TreeMind: Automatically Reproducing Android Bug Reports via LLM-empowered Monte Carlo Tree Search

Automatically reproducing Android app crashes from textual bug reports is challenging, particularly when the reports are incomplete and the modern UI exhibits high combinatorial complexity. Existing approaches based solely on reinforcement learning or large language models (LLMs) exhibit limitations in such scenarios. They struggle to infer unobserved steps and reconstruct the underlying user action sequences to navigate the vast UI interaction space, primarily due to limited goal-directed reasoning and planning. We present TreeMind, a novel technique that integrates LLMs with an adapted Monte Carlo Tree Search (MCTS) algorithm to achieve strategic UI exploration in bug reproduction. To the best of our knowledge, this is the first work to combine external decision-making with LLM semantic reasoning for reliable and accurate reproduction processes. We formulate the reproduction task as a target-driven search problem, leveraging MCTS as the core planning mechanism to iteratively refine action sequences. To enhance MCTS with semantic reasoning, we introduce two LLM-guided agents with distinct roles: Expander generates top-k promising actions based on the current UI state and exploration history, while Simulator estimates the likelihood that each candidate action leads toward successful reproduction by additionally leveraging dynamic environment feedback. By incorporating multi-modal UI inputs and tailored prompting strategies, TreeMind performs feedback-aware navigation that identifies essential user actions and incrementally reconstructs reproduction paths. We evaluate TreeMind on a dataset of 93 real-world Android bug reports from three widely-used benchmarks. Experimental results show that it significantly outperforms four state-of-the-art baselines, including ReBL, ReActDroid, AdbGPT, and ReproBot, in reproduction success rate.

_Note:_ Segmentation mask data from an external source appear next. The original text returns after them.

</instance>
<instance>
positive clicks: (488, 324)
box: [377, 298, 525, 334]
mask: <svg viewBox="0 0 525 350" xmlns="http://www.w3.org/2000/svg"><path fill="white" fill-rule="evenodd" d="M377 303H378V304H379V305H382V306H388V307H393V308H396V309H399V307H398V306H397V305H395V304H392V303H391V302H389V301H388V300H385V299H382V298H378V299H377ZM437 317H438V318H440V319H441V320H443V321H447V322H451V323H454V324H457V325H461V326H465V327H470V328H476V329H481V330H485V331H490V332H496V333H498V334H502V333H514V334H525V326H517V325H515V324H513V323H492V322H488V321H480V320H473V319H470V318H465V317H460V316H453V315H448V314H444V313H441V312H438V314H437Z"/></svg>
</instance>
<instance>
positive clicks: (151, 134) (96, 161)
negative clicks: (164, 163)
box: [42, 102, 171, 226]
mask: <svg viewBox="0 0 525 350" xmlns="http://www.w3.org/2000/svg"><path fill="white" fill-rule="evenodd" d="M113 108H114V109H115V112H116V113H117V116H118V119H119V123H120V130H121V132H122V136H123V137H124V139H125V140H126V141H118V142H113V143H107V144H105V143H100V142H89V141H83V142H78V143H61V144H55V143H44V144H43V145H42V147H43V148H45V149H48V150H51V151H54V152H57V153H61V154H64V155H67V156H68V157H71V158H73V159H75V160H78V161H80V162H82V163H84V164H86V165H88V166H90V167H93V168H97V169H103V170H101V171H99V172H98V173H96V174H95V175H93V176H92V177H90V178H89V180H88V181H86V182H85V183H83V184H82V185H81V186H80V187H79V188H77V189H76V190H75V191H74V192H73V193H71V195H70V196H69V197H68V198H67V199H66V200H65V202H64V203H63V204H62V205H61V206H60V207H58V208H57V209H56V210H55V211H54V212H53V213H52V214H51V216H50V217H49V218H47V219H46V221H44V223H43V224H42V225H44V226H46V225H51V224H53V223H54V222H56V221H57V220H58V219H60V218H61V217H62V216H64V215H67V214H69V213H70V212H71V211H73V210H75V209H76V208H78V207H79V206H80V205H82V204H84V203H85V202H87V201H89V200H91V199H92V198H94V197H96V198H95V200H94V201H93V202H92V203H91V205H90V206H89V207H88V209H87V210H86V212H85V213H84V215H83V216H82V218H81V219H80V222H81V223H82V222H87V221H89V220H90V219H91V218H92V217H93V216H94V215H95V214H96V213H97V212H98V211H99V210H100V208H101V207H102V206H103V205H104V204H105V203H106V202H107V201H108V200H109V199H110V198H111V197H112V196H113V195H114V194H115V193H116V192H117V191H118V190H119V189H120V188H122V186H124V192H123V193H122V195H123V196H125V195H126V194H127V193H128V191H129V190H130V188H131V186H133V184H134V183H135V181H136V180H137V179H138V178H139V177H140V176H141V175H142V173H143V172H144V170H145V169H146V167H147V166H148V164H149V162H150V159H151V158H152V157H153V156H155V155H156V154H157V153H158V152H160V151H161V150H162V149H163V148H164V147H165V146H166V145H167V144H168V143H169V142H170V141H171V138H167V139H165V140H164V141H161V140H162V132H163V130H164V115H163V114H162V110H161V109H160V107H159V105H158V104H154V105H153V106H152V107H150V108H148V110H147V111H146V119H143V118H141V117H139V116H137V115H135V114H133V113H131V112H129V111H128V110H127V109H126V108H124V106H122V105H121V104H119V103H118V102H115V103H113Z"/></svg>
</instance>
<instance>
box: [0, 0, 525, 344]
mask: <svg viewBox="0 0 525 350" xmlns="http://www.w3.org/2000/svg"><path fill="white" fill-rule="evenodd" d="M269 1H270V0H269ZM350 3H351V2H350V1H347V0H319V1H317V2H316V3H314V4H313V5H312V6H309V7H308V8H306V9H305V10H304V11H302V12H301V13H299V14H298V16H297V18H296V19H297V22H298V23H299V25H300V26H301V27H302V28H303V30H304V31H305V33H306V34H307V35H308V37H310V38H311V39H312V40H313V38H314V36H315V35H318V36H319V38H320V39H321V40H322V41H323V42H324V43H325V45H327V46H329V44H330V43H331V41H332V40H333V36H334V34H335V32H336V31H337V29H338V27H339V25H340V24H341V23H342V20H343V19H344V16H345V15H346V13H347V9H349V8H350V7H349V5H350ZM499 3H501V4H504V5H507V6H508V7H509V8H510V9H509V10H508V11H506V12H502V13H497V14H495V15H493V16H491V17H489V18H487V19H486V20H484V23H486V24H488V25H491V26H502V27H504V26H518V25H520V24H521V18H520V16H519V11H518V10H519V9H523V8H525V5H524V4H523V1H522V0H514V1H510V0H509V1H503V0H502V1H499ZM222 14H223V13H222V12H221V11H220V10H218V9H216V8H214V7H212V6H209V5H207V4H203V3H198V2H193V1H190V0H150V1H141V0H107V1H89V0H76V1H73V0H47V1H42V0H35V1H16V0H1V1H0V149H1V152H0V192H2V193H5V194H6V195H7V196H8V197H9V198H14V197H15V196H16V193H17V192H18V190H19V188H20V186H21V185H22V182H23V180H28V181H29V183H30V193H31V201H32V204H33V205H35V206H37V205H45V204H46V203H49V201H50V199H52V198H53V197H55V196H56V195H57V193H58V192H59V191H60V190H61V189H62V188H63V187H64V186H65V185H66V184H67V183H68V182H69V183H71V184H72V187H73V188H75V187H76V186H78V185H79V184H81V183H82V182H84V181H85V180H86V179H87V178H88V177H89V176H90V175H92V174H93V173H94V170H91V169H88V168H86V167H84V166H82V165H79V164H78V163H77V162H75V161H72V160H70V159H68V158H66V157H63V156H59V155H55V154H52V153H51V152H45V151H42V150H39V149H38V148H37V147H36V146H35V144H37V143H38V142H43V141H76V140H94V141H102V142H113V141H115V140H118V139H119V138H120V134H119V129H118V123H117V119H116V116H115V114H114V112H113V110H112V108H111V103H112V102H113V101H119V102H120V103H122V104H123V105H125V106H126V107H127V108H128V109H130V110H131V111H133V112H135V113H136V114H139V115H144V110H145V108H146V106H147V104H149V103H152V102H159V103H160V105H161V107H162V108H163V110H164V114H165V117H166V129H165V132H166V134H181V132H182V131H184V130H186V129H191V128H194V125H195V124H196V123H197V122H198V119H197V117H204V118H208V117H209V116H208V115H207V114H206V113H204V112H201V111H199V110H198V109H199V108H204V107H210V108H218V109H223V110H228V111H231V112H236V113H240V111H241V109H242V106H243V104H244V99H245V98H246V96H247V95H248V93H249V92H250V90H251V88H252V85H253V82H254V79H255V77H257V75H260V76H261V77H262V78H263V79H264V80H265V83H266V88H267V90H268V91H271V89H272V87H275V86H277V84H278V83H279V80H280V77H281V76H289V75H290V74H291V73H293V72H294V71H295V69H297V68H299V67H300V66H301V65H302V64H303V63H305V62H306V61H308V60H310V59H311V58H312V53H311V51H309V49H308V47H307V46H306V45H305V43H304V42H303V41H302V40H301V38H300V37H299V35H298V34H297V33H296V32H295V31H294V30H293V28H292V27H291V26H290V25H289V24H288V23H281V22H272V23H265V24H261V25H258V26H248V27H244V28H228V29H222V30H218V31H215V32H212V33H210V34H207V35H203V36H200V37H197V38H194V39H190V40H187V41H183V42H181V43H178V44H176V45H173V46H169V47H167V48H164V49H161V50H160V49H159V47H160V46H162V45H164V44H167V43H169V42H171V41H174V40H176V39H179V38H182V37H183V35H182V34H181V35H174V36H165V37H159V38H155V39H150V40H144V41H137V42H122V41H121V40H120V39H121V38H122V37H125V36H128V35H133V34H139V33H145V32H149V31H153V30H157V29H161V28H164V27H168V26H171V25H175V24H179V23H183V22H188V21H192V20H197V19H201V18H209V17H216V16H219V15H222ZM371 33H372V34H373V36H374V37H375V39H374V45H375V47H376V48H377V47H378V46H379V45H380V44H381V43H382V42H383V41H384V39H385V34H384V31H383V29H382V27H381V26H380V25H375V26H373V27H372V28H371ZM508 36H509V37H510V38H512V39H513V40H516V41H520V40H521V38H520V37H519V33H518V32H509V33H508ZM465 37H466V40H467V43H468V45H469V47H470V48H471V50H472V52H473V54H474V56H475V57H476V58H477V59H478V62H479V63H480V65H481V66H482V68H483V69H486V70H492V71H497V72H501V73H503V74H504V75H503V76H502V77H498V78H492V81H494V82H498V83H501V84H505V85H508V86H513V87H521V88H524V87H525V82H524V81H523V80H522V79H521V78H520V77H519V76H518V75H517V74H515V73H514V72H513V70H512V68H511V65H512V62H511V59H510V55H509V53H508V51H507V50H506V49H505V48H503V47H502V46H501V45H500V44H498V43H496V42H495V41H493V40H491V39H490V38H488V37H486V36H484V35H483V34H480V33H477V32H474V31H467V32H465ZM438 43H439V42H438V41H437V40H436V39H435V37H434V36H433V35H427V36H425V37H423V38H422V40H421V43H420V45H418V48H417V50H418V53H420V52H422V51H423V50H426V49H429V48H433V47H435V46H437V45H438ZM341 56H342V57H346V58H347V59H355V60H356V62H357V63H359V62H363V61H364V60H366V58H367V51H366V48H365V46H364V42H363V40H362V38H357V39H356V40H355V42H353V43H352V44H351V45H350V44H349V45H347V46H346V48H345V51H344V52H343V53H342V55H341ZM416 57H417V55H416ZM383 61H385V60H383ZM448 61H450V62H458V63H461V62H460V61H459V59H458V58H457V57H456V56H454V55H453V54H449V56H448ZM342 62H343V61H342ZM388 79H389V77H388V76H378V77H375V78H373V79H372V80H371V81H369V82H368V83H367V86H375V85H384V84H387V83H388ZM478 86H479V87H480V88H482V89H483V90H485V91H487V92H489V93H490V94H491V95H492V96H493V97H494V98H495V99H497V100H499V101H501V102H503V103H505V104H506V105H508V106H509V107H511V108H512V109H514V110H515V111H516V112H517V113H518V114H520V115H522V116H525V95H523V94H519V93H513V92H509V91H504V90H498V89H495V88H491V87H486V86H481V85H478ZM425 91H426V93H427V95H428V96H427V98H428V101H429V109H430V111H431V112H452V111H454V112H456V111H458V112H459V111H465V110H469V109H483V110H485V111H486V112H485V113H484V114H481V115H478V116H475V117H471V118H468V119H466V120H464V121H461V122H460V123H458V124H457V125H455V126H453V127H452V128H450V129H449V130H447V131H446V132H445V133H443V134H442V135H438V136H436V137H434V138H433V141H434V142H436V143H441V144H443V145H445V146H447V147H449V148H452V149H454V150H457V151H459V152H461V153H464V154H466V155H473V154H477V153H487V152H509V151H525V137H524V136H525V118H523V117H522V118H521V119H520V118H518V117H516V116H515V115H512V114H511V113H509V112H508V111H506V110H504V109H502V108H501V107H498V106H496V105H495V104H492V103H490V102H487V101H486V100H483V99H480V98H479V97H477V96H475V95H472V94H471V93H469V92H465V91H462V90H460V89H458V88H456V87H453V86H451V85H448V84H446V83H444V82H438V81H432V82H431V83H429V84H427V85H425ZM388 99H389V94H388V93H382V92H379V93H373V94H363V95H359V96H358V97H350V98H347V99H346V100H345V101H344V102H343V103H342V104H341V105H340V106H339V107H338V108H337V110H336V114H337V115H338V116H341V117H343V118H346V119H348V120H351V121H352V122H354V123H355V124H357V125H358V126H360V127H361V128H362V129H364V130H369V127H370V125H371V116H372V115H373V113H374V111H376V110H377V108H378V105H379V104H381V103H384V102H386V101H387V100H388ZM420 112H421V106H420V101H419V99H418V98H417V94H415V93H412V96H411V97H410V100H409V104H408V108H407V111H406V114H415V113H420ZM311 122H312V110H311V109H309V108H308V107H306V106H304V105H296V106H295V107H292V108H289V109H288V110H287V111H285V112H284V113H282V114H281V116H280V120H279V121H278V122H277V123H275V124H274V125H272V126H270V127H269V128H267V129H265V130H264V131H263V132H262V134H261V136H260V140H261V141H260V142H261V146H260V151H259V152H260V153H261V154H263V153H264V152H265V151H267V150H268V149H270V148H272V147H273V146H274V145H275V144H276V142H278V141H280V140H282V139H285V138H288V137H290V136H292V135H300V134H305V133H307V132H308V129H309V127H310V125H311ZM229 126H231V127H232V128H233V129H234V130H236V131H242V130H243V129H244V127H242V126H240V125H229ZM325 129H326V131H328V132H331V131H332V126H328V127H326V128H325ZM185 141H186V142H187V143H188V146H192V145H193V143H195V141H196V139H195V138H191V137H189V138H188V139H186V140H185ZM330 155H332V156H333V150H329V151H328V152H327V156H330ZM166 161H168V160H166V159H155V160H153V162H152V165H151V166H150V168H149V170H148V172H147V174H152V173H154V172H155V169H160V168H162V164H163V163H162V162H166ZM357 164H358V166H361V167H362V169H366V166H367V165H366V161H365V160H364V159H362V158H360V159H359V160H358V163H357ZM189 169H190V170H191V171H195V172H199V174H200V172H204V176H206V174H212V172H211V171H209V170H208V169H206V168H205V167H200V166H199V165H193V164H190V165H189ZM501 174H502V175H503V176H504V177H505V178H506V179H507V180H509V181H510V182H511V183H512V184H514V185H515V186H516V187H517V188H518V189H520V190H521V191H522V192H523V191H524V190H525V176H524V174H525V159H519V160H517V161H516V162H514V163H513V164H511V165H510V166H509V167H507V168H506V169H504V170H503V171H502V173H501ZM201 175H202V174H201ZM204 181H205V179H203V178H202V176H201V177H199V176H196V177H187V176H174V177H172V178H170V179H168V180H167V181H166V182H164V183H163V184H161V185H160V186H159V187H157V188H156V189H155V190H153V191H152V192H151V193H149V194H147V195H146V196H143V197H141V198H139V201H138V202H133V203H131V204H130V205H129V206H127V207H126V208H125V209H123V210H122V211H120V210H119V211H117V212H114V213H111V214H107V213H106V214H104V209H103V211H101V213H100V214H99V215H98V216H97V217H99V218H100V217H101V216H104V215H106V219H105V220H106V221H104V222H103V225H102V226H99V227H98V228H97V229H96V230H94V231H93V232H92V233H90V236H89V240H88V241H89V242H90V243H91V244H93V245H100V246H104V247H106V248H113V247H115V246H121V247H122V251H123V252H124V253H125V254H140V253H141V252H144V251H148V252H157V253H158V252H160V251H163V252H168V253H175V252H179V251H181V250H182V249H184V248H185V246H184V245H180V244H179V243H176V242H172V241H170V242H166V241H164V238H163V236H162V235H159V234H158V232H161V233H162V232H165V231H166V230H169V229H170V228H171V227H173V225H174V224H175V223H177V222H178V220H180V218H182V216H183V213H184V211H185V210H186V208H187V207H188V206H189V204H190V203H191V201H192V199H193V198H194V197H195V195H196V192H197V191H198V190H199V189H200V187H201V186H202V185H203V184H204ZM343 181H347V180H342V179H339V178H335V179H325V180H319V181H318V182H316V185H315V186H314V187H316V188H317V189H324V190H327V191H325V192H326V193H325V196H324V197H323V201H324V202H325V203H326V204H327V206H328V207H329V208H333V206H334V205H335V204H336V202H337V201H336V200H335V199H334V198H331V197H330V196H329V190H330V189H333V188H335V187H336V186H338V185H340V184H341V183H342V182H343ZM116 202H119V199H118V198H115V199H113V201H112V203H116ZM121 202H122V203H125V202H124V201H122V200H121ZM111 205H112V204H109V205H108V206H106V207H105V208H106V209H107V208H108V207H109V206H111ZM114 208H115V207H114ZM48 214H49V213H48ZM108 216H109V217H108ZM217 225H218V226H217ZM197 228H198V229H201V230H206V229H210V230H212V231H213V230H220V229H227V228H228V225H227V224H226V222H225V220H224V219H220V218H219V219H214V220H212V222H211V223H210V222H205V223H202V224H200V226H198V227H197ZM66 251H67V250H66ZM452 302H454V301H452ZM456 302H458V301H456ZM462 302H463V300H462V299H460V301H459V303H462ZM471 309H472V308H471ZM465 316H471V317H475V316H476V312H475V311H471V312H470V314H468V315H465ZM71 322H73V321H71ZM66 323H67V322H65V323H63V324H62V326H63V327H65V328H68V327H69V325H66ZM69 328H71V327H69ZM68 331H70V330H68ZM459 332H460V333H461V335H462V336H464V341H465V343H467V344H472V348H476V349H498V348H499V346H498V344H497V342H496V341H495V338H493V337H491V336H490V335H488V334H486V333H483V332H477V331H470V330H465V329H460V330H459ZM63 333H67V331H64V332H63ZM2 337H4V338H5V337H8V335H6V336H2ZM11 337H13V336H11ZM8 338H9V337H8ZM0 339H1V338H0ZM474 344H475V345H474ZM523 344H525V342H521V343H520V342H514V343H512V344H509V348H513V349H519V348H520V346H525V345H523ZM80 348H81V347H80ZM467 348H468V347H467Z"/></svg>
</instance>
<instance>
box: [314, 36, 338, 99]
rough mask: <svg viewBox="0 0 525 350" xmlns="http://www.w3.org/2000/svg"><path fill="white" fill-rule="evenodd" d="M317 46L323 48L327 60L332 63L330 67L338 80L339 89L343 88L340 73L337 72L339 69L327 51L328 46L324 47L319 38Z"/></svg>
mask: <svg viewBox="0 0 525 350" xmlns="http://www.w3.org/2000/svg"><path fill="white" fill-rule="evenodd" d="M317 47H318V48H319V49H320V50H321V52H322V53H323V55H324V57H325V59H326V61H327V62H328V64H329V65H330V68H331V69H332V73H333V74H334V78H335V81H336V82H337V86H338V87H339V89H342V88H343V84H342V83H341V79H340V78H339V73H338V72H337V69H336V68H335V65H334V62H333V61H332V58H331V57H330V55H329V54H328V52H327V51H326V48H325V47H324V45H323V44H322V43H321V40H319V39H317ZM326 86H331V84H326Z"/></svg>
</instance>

翻译：从文本错误报告中自动复现Android应用崩溃具有挑战性，尤其是在报告不完整且现代用户界面展现出高组合复杂度的情况下。仅基于强化学习或大语言模型（LLMs）的现有方法在此类场景中存在局限性。由于目标导向的推理和规划能力有限，它们难以推断未观察到的步骤并重建底层的用户操作序列，以在广阔的UI交互空间中导航。我们提出了TreeMind，这是一种将LLMs与改进的蒙特卡洛树搜索（MCTS）算法相结合的新技术，旨在实现错误报告复现中的策略性UI探索。据我们所知，这是首个将外部决策与LLM语义推理相结合以实现可靠且准确的复现过程的工作。我们将复现任务形式化为一个目标驱动的搜索问题，利用MCTS作为核心规划机制来迭代优化操作序列。为了用语义推理增强MCTS，我们引入了两个具有不同角色的LLM引导智能体：Expander基于当前UI状态和探索历史生成top-k个有前景的操作，而Simulator则通过额外利用动态环境反馈来估计每个候选操作导向成功复现的可能性。通过整合多模态UI输入和定制的提示策略，TreeMind执行具备反馈感知的导航，识别关键的用户操作并逐步重建复现路径。我们在来自三个广泛使用的基准测试的93个真实世界Android错误报告数据集上评估了TreeMind。实验结果表明，在复现成功率方面，它显著优于包括ReBL、ReActDroid、AdbGPT和ReproBot在内的四个最先进的基线方法。